There is one transform that breaks this default: Currency Convert fetches live exchange rates from frankfurter.dev. The rates come back as numbers — your row data does not leave the browser — but the network request itself is observable. Currency Convert displays a privacy badge in its node header and on its docs page so you know.

If a future transform sends data externally, it will be marked the same way. The privacyPolicy field on every transform is the source of truth for what crosses the network boundary.

A flow runs as a streaming pipeline. The Input node reads rows and pushes them downstream. Each transform takes rows from its upstream and yields rows to its downstream. The Output node collects rows into a file and offers it for download.

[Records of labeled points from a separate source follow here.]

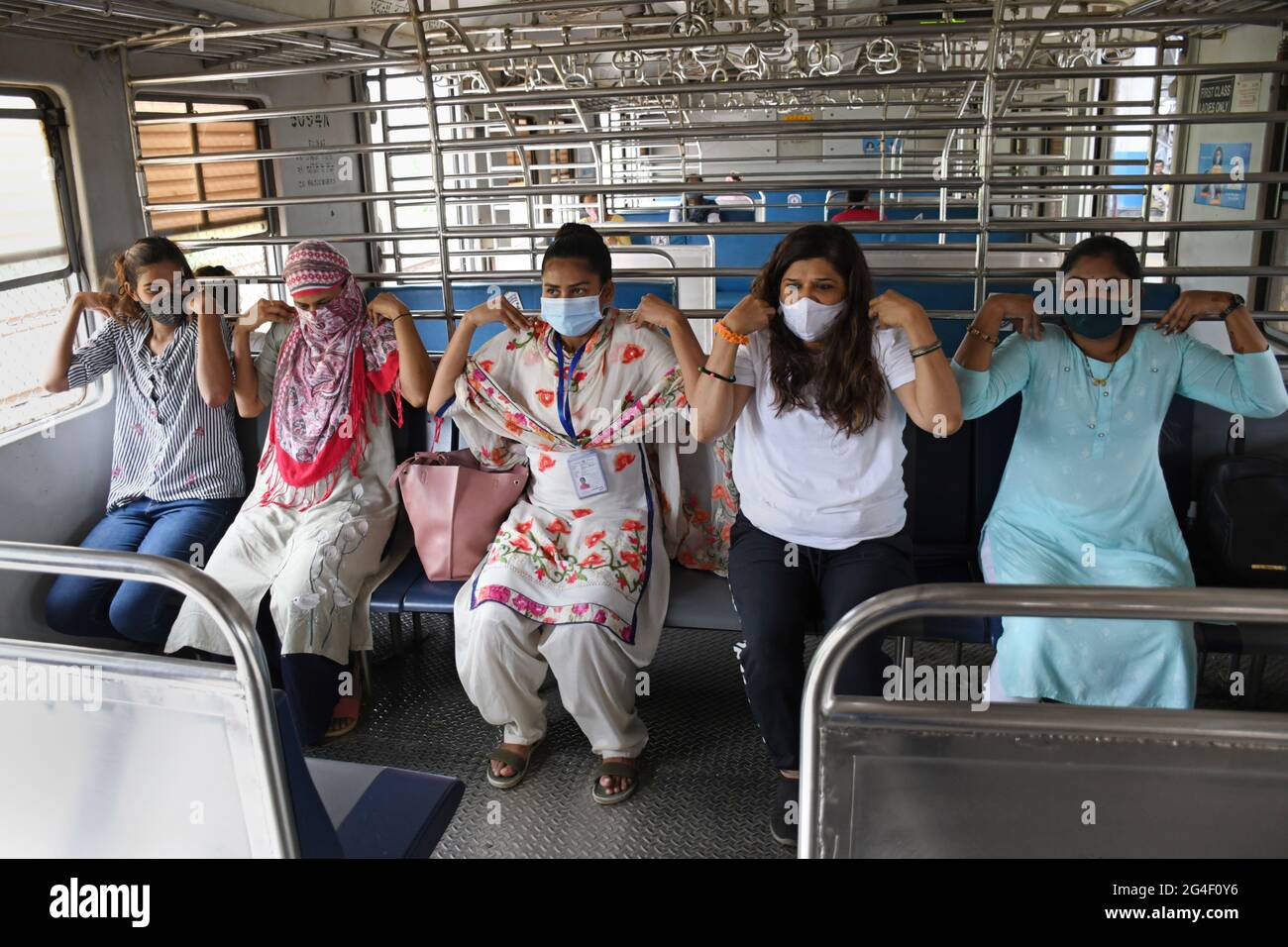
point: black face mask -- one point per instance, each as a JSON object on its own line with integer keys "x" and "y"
{"x": 163, "y": 311}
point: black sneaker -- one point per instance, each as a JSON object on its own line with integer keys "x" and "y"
{"x": 786, "y": 815}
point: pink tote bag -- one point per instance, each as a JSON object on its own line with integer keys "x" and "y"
{"x": 455, "y": 508}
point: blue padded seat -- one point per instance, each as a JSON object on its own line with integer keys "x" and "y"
{"x": 391, "y": 591}
{"x": 699, "y": 599}
{"x": 809, "y": 210}
{"x": 359, "y": 810}
{"x": 430, "y": 598}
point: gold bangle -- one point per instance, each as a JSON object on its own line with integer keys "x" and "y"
{"x": 729, "y": 335}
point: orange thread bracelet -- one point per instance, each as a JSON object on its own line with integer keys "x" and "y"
{"x": 729, "y": 335}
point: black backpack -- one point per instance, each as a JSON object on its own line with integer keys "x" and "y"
{"x": 1243, "y": 518}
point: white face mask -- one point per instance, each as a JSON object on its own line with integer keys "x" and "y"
{"x": 809, "y": 318}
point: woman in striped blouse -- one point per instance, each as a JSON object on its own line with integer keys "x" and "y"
{"x": 176, "y": 471}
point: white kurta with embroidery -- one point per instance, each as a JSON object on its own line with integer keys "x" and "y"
{"x": 320, "y": 565}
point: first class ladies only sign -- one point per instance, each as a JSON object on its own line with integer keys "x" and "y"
{"x": 1215, "y": 94}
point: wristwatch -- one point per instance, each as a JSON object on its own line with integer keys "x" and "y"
{"x": 1235, "y": 302}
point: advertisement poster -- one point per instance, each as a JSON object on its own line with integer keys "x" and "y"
{"x": 1229, "y": 159}
{"x": 872, "y": 146}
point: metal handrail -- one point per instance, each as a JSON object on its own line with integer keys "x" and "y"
{"x": 232, "y": 622}
{"x": 966, "y": 599}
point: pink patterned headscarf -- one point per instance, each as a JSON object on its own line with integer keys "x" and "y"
{"x": 325, "y": 371}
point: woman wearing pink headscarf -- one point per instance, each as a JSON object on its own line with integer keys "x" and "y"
{"x": 313, "y": 530}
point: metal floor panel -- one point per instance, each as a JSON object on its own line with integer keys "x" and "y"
{"x": 706, "y": 787}
{"x": 706, "y": 781}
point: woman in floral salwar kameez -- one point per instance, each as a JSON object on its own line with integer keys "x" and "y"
{"x": 578, "y": 578}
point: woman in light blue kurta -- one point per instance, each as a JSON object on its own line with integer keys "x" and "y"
{"x": 1083, "y": 500}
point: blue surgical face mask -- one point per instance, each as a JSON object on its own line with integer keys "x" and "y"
{"x": 571, "y": 316}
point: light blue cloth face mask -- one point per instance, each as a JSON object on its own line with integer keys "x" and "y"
{"x": 571, "y": 316}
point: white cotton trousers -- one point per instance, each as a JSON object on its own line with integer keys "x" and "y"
{"x": 502, "y": 656}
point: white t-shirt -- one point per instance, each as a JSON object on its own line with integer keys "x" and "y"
{"x": 806, "y": 482}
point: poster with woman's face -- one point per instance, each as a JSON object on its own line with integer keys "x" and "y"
{"x": 1231, "y": 161}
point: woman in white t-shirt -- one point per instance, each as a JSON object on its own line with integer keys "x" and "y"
{"x": 804, "y": 368}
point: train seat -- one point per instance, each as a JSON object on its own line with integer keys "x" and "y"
{"x": 175, "y": 742}
{"x": 795, "y": 206}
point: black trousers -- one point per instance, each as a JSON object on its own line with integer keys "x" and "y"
{"x": 782, "y": 592}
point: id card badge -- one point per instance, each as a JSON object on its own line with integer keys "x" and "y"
{"x": 588, "y": 474}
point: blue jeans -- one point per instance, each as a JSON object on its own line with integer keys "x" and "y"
{"x": 140, "y": 611}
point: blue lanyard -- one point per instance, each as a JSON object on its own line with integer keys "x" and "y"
{"x": 566, "y": 394}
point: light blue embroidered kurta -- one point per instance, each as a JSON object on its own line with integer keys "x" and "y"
{"x": 1083, "y": 502}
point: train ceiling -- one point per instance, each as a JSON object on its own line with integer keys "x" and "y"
{"x": 579, "y": 43}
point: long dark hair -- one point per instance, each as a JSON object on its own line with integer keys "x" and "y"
{"x": 1104, "y": 248}
{"x": 841, "y": 380}
{"x": 581, "y": 243}
{"x": 143, "y": 253}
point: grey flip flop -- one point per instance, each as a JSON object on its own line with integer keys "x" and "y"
{"x": 510, "y": 758}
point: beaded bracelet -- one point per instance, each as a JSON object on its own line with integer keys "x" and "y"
{"x": 730, "y": 379}
{"x": 729, "y": 335}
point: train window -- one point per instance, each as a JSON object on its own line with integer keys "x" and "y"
{"x": 1138, "y": 150}
{"x": 39, "y": 265}
{"x": 198, "y": 178}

Most transforms are streaming — they process one row at a time and don’t hold the dataset in memory. Filter Rows, Add Column, Rename Columns, Type Coercion are all streaming. They handle very large files comfortably.

Some transforms need the full dataset before they can produce output:

  • Sort Rows must see every row before it can decide the order.
  • Group By and Pivot must aggregate across the whole dataset.
  • Deduplicate must compare every row against every other row.

Full-dataset transforms buffer rows in memory. They work, but they’re more sensitive to large inputs — the Working with Large Files guide walks through how to structure a flow to keep them efficient.

When you change a node’s config, FileBender re-runs the flow from that node downstream. The data preview underneath each node updates as soon as execution finishes.